Sous la peau
Christophe Dauzac
Kinésithér Scient 2022,0640:01 - 10/03/2022
S’il y a des lieux où les personnes fragiles, en raison de leur âge ou de leur maladie, doivent pouvoir venir en toute confiance, ce sont bien les lieux de soins ou les résidences spécialisées. Nul ne pouvait imaginer le contraire au pays des droits de l’Homme. Or la maltraitance ordinaire est une réalité quotidienne dans les établissements de santé, reconnue mais souvent cachée.
Les cas de maltraitance dans certains hébergements pour personnes âgées, révélés récemment, sont scandaleux. Leur résonnance pousse les pouvoirs publics à réagir en réclamant des sanctions exemplaires. Elles cautériseront un mal plus profond, celui des dérives liées à un système. Le modèle de gestion capitaliste d’établissements à but lucratif est-il à même de se soucier du bien-être des personnes vulnérables ? Les profits ne font visiblement pas bon ménage avec le care.
Les actes de maltraitance sur les patients concernent aussi les soignants, exposés à de la pénibilité émotionnelle. Les contextes de survenue pointent un rapport de dépendance de la victime, un abus de pouvoir et une répétition des négligences. Soyons conscients qu’un geste, une parole, un défaut d’action ou une action peuvent porter atteinte au patient. Sans conséquence apparente pour certains, ils peuvent laisser néanmoins des dégâts psychologiques chez des personnes déjà fragilisées.
Le corps victime se tait
La violence sous toutes ses formes entraîne des conséquences sur la santé physique et mentale de la personne qui la subit. L’enfant n’est pas épargné. Une étude conjointe de l’Université de Colombie-Britannique et de l’Université Harvard, publiée dans la revue scientifique Translational Psychiatry, affirme que l’enfant maltraité porte les cicatrices de ces abus dans son ADN, et ce, pour sa vie entière. Ces « cicatrices moléculaires » vont affecter sa biologie, sa fonction immunitaire et son fonctionnement cérébral. Le traumatisme est passé sous la peau, en silence, alors que, dans l’immédiat, le corps victime se tait.

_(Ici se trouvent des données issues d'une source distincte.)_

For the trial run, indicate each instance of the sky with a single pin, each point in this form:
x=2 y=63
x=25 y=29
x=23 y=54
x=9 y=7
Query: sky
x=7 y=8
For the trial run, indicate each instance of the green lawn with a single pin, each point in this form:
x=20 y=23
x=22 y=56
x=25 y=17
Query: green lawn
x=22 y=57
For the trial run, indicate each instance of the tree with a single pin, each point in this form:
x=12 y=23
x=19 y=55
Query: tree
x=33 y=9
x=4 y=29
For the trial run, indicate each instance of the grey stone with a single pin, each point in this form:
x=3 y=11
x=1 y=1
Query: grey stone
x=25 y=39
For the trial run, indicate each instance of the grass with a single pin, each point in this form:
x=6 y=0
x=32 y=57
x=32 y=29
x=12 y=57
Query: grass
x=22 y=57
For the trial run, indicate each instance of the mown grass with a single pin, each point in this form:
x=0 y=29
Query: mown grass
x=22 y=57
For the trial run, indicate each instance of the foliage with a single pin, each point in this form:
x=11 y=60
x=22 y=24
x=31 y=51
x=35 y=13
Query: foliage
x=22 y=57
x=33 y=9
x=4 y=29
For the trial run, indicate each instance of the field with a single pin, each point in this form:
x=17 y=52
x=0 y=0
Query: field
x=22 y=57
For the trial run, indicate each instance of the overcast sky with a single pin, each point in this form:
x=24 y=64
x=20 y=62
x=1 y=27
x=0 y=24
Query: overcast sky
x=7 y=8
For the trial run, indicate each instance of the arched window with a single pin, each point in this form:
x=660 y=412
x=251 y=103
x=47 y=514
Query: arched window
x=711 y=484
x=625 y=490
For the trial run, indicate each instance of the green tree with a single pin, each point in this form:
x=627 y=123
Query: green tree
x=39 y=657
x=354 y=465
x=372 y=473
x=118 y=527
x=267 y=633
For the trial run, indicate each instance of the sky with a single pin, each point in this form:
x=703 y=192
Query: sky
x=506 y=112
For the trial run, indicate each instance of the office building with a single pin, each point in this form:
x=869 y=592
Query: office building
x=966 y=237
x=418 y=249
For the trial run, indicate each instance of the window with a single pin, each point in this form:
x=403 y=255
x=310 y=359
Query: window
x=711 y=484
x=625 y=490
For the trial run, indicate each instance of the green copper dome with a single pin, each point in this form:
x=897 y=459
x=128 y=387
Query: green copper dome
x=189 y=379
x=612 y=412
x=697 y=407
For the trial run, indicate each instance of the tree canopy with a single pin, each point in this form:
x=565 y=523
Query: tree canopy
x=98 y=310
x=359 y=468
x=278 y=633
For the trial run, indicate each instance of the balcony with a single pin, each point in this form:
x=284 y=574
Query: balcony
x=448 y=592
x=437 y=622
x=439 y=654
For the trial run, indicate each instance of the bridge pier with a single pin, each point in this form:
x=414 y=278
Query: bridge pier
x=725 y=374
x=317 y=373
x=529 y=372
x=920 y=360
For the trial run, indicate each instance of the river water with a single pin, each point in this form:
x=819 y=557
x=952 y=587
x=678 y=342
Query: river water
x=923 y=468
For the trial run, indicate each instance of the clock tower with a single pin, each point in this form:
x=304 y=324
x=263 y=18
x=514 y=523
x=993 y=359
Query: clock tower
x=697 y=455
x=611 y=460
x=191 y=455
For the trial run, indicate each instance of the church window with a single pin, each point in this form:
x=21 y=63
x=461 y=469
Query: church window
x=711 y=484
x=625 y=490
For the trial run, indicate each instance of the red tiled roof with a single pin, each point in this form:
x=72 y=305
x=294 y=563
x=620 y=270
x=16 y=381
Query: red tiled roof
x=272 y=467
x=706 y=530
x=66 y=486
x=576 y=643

Ce qui n’est pas visible peut se repérer. Ce mois-ci, Kinésithérapie Scientifique débute la publication des fiches de synthèse élaborées par le Comité National des Violences intrafamiliales (CNVIF – www.cnvif.fr). Véritables outils de prévention, elles permettront aux professionnels de participer à la diminution du triste bilan annuel des violences conjugales et des violences faites aux enfants.
Repérer, dépister, signaler, c’est agir contre toutes formes de violences. Empêchons-les de laisser des traces.